Auf Vertrauensschutz i.S. von § 45 Abs. 2 SGB X kann sich die ASt in ebenfalls nicht berufen. Der Gründungsvorgang der Aktiengesellschaft war zum Stichtag am 06.11.2003 nicht abgeschlossen, da es, wie ausgeführt, an der Eintragung in das Handelsregister fehlte. Insoweit besteht kein Vertrauensschutz darauf, dass bestehende rechtliche Regelungen, hier Beitragsregelungen, auch in Zukunft unverändert bleiben werden. Dies gilt insbesondere dann, wenn der in der Regel langwierige Gründungsvorgang erst am Stichtag selbst beginnt.

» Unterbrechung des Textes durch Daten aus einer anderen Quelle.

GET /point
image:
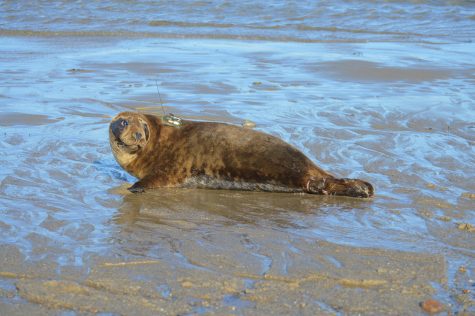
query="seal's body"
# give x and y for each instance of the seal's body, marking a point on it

Der Senat hat schließlich auch keine Bedenken, dass im Übrigen die Voraussetzungen für die Rücknahme des ursprünglich erteilten Bescheides vom 03.12.2003 gemäß § 45 SGB X gegeben sind. Zwar hat die AG in das ihr obliegende Ermessen offensichtlich weder im Bescheid vom 12.12.2003 noch im Widerspruchsbescheid vom 19.05.2004 ausgeübt. Angesichts der klaren Rechtslage dürfte aber von einer Ermessensreduzierung auf Null auszugehen sein, zumal auch der angefochtene Aufhebungsbescheid (vom 12.12.2003) zeitlich unmittelbar dem fehlerhaften Erstbescheid (vom 03.12.2003) folgte. Insoweit ist auch von Bedeutung, dass nichts dafür ersichtlich ist, dass die im November 2003 gegründete AG zwischenzeitlich in das Handelsregister eingetragen worden ist.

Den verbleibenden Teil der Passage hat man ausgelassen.